Das neue Sicherheitskonzept sehe auch Straßensperrungen vor, damit die Festbesucher die Schutzräume gefahrlos erreichen könnten. Jürgen Jankowiak kann sich sogar eine generelle Sperrung der festnahen Straßen, wie Jakob-Kessenring- oder Marktstraße, vorstellen, um das Fest für die Besucher noch attraktiver zu machen. Allerdings müsse dies noch mit der Polizei abgesprochen werden, denn auch für die Anlieger der Straßen müsse gesorgt werden.

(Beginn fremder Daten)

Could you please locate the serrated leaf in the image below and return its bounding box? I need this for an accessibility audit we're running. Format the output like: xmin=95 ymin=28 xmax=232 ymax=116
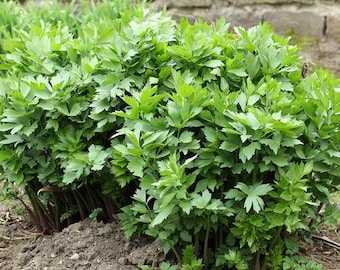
xmin=263 ymin=154 xmax=289 ymax=167
xmin=133 ymin=188 xmax=147 ymax=203
xmin=127 ymin=156 xmax=145 ymax=178
xmin=239 ymin=142 xmax=261 ymax=162
xmin=150 ymin=204 xmax=174 ymax=227
xmin=244 ymin=195 xmax=264 ymax=213
xmin=192 ymin=190 xmax=211 ymax=209
xmin=179 ymin=200 xmax=192 ymax=215
xmin=220 ymin=141 xmax=240 ymax=152
xmin=203 ymin=127 xmax=217 ymax=143
xmin=88 ymin=145 xmax=110 ymax=171
xmin=179 ymin=131 xmax=194 ymax=143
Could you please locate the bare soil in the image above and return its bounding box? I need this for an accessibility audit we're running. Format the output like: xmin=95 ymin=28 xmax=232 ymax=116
xmin=298 ymin=37 xmax=340 ymax=78
xmin=0 ymin=200 xmax=164 ymax=270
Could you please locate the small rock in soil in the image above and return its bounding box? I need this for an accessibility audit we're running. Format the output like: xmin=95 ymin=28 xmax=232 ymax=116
xmin=69 ymin=253 xmax=80 ymax=260
xmin=118 ymin=256 xmax=127 ymax=265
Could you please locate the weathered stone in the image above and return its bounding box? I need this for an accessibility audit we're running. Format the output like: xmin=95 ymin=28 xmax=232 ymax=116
xmin=217 ymin=7 xmax=263 ymax=29
xmin=264 ymin=10 xmax=323 ymax=38
xmin=327 ymin=16 xmax=340 ymax=40
xmin=169 ymin=0 xmax=213 ymax=8
xmin=234 ymin=0 xmax=315 ymax=6
xmin=151 ymin=0 xmax=340 ymax=40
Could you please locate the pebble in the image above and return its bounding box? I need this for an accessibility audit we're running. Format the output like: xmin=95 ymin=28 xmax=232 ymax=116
xmin=70 ymin=253 xmax=80 ymax=260
xmin=50 ymin=253 xmax=56 ymax=258
xmin=118 ymin=257 xmax=127 ymax=265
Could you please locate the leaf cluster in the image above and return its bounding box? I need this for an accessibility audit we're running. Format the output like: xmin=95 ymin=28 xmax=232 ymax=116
xmin=0 ymin=0 xmax=147 ymax=232
xmin=111 ymin=14 xmax=340 ymax=270
xmin=0 ymin=1 xmax=339 ymax=268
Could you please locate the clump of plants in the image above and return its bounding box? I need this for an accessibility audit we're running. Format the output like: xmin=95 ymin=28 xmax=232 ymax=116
xmin=0 ymin=0 xmax=339 ymax=269
xmin=0 ymin=0 xmax=147 ymax=232
xmin=111 ymin=16 xmax=340 ymax=270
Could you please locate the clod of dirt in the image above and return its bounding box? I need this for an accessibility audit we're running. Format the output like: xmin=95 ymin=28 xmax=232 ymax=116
xmin=0 ymin=218 xmax=163 ymax=270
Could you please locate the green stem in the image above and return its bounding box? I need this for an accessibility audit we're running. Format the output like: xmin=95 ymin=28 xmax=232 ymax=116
xmin=171 ymin=244 xmax=181 ymax=265
xmin=195 ymin=233 xmax=200 ymax=258
xmin=255 ymin=252 xmax=261 ymax=270
xmin=204 ymin=220 xmax=210 ymax=270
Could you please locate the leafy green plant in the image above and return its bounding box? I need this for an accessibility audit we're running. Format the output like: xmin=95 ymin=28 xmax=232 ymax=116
xmin=182 ymin=245 xmax=203 ymax=270
xmin=89 ymin=208 xmax=103 ymax=221
xmin=112 ymin=18 xmax=340 ymax=270
xmin=0 ymin=1 xmax=339 ymax=269
xmin=0 ymin=0 xmax=146 ymax=232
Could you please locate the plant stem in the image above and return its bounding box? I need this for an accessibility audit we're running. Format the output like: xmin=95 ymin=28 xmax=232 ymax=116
xmin=171 ymin=244 xmax=181 ymax=265
xmin=203 ymin=219 xmax=210 ymax=270
xmin=195 ymin=233 xmax=200 ymax=258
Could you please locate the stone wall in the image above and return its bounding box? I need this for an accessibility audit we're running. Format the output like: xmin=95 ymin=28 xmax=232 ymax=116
xmin=150 ymin=0 xmax=340 ymax=40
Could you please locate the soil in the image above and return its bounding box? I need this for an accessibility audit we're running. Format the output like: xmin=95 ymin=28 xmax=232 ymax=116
xmin=0 ymin=34 xmax=340 ymax=270
xmin=0 ymin=200 xmax=164 ymax=270
xmin=298 ymin=37 xmax=340 ymax=78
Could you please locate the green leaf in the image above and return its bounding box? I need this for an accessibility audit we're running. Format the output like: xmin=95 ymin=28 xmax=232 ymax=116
xmin=203 ymin=127 xmax=218 ymax=143
xmin=0 ymin=134 xmax=23 ymax=145
xmin=220 ymin=141 xmax=240 ymax=152
xmin=191 ymin=190 xmax=211 ymax=209
xmin=88 ymin=145 xmax=110 ymax=171
xmin=239 ymin=142 xmax=261 ymax=163
xmin=204 ymin=59 xmax=224 ymax=68
xmin=263 ymin=154 xmax=289 ymax=167
xmin=150 ymin=204 xmax=175 ymax=227
xmin=127 ymin=156 xmax=145 ymax=178
xmin=179 ymin=200 xmax=192 ymax=215
xmin=180 ymin=230 xmax=192 ymax=242
xmin=179 ymin=131 xmax=194 ymax=143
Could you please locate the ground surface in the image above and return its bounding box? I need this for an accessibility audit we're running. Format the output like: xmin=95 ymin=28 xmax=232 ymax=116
xmin=299 ymin=37 xmax=340 ymax=78
xmin=0 ymin=200 xmax=164 ymax=270
xmin=0 ymin=37 xmax=340 ymax=270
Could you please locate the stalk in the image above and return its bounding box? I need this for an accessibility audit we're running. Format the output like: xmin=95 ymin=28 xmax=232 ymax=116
xmin=102 ymin=194 xmax=116 ymax=221
xmin=27 ymin=187 xmax=51 ymax=233
xmin=73 ymin=191 xmax=86 ymax=220
xmin=203 ymin=219 xmax=210 ymax=270
xmin=195 ymin=233 xmax=200 ymax=258
xmin=16 ymin=193 xmax=43 ymax=233
xmin=171 ymin=244 xmax=181 ymax=265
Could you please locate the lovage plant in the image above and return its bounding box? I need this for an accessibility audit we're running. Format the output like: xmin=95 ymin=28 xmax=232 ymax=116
xmin=112 ymin=18 xmax=340 ymax=270
xmin=0 ymin=0 xmax=148 ymax=232
xmin=0 ymin=0 xmax=339 ymax=269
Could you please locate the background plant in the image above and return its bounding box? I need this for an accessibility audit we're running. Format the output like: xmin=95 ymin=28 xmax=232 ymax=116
xmin=0 ymin=0 xmax=148 ymax=232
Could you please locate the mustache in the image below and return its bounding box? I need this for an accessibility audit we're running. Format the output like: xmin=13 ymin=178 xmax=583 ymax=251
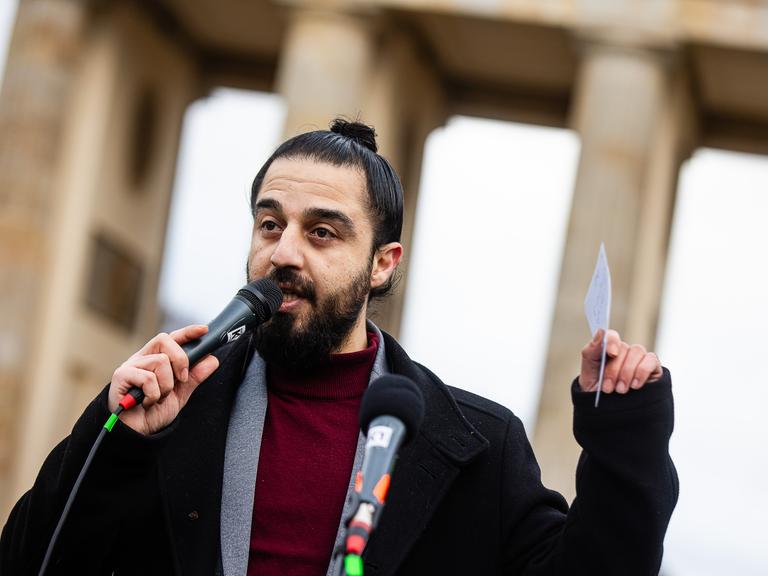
xmin=267 ymin=268 xmax=317 ymax=303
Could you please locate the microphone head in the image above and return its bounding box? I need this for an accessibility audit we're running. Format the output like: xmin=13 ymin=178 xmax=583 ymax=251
xmin=237 ymin=278 xmax=283 ymax=322
xmin=360 ymin=375 xmax=424 ymax=444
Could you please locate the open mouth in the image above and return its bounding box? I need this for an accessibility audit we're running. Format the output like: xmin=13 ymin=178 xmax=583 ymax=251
xmin=278 ymin=283 xmax=312 ymax=305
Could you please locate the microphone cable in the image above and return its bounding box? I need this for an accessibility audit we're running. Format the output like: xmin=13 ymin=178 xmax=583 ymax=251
xmin=37 ymin=388 xmax=144 ymax=576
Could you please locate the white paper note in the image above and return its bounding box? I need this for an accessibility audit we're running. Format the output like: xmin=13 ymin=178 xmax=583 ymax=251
xmin=584 ymin=243 xmax=611 ymax=407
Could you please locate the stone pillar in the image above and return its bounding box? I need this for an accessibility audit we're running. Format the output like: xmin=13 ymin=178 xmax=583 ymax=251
xmin=362 ymin=29 xmax=446 ymax=337
xmin=624 ymin=69 xmax=696 ymax=345
xmin=3 ymin=0 xmax=198 ymax=519
xmin=275 ymin=8 xmax=445 ymax=335
xmin=276 ymin=8 xmax=376 ymax=137
xmin=533 ymin=39 xmax=689 ymax=499
xmin=0 ymin=0 xmax=87 ymax=519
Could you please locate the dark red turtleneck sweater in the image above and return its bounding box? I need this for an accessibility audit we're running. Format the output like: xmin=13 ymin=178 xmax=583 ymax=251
xmin=247 ymin=332 xmax=379 ymax=576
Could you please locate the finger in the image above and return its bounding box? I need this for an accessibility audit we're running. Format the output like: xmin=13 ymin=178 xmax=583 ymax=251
xmin=602 ymin=341 xmax=629 ymax=394
xmin=133 ymin=332 xmax=171 ymax=359
xmin=631 ymin=353 xmax=662 ymax=389
xmin=605 ymin=329 xmax=622 ymax=358
xmin=188 ymin=354 xmax=219 ymax=385
xmin=579 ymin=330 xmax=609 ymax=391
xmin=169 ymin=324 xmax=209 ymax=346
xmin=151 ymin=332 xmax=191 ymax=383
xmin=124 ymin=366 xmax=160 ymax=408
xmin=132 ymin=353 xmax=175 ymax=399
xmin=617 ymin=344 xmax=647 ymax=393
xmin=135 ymin=352 xmax=175 ymax=399
xmin=131 ymin=329 xmax=202 ymax=381
xmin=581 ymin=329 xmax=605 ymax=363
xmin=175 ymin=355 xmax=220 ymax=407
xmin=167 ymin=325 xmax=208 ymax=382
xmin=647 ymin=353 xmax=663 ymax=382
xmin=111 ymin=364 xmax=133 ymax=396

Alle Stände werden mit Nummern versehen und es gibt eine gemeinsame Begehung des Festgeländes mit allen Beteiligten. Bei regelmäßigen Treffen während des Fests wertet die Verbindungsgruppe die aktuelle Lage auf dem Festgelände aus. Die Schichtleiter der Vereine sollen farbige Warnweste tragen. Damit sei es für Einsatzkräfte einfacher, wichtige Informationen direkt weitergeben zu können. Man habe in der Verbindungsgruppe das Geschehen dieses Jahr äußerst kritisch reflektiert und wolle mit den neuen Maßnahmen die Sicherheit verbessern. "Eine absolute Sicherheit kann es jedoch auch damit nicht geben, aber wir haben dazugelernt und werden tun, was möglich ist", resümiert Jürgen Jankowiak.

Das Unwetter

Das Promenadenfest, das größte Fest in Überlingen mit über 10 000 Besuchern, wurde am 21. Juli wegen eines schweren Sturms mit Starkregen erstmals abgebrochen. Die Unwetterwarnungen des Wetterdienstes hatten die Festleitung zu diesem Abbruch veranlasst. Der Anweisung zum Räumen und Sichern der Stände wurde nicht in jedem Fall Folge geleistet. Die Festbesucher flüchteten sich in spontan geöffnete Schutzräume, wie den evangelischen Pfarrsaal. Menschen kamen nicht zu Schaden, aber nicht ausreichend gesicherte Stände wurden teilweise zerstört. Am Samstag und Sonntag konnte das Promenadenfest weitergehen.